Yo à Bozar: appropriation culturelle ou putain de job d’été?

Serge Coosemans Chroniqueur

Serge Coosemans n’aime pas plus le hip-hop que l’huile de foie de morue, c’est comme ça. Il ne lui viendrait malgré tout jamais à l’esprit de lui nier sa place de mouvement culturel global, durable et de premier ordre. Qui peut donc s’étudier à l’université et s’inviter dans les musées. Le hic, c’est que ce n’est pas l’avis de tout le monde. Choux rouges, rap game et questions d’un autre âge, c’est le Crash Test S02E37.

Quand je dis que je n’aime pas le rap, tout un tas de gens essaye toujours de me persuader que j’ai tort et tout un tas d’autres que je suis devenu très ringard.

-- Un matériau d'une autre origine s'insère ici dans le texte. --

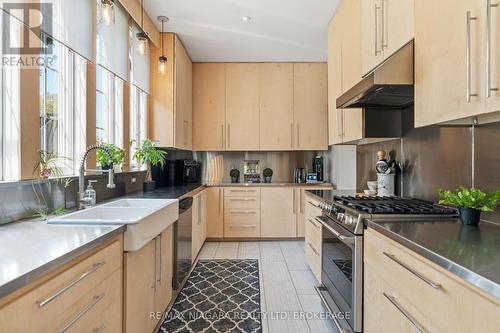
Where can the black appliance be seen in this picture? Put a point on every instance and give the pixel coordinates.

C’est étonnant, je trouve. Ne pas aimer le rap passe systématiquement pour raciste, obtus, réac, en tous les cas suspect, alors que se foutre du métal, conchier le zouk, clamer que « le disco, c’est pédé », détester « la musique boumboum des didjizzes » ou encore le reggae « parce que c’est toujours la même chose » reste socialement davantage accepté. Ne parlons même pas de chanson française, c’est presque un devoir moral de la détester. Je ne suis pas Éric Zemmour, pourtant. Lui n’aime pas le rap parce qu’il considère que c’est de la musique dégénérée faite par des dégénérés pour des dégénérés (kikou, Goebbels). Moi, je n’aime pas le rap comme je n’aime pas les brocolis, le foie de veau, l’huile de foie de morue, les choux rouges, le nasi goreng ou tiens, justement, le métal. Je n’aime pas Donald Trump, Theresa May, la NVA et le FN pour des raisons précises. Je peux l’expliquer. Par contre, je n’aime pas le foie de veau, le rap et le métal parce que c’est comme ça et puis c’est tout. Ça ne fait pas de moi un hater, un cas social, un nazi. Je ne vois même pas pourquoi je devrais me justifier. Ce n’est rien de plus qu’une question de goût. De plus, j’ai beau me foutre pour ainsi dire complètement du hip-hop, à une vingtaine d’albums près, il ne me viendrait malgré tout jamais à l’esprit de lui nier sa place de mouvement culturel global, durable et de premier ordre. Qui peut donc s’étudier à l’université et s’inviter dans les musées. D’où un certain étonnement de ma part quand suite à un article d’Elisabeth Debourse dans un récent Paris Match sur l’expo Yo à Bozar, certains habitués des réseaux sociaux se sont mis à très sérieusement polémiquer autour d’une question posée dans le papier qui me semble pourtant vraiment issue d’un autre âge, à savoir: « Les cultures urbaines sont-elles faites pour être affichées en galerie? »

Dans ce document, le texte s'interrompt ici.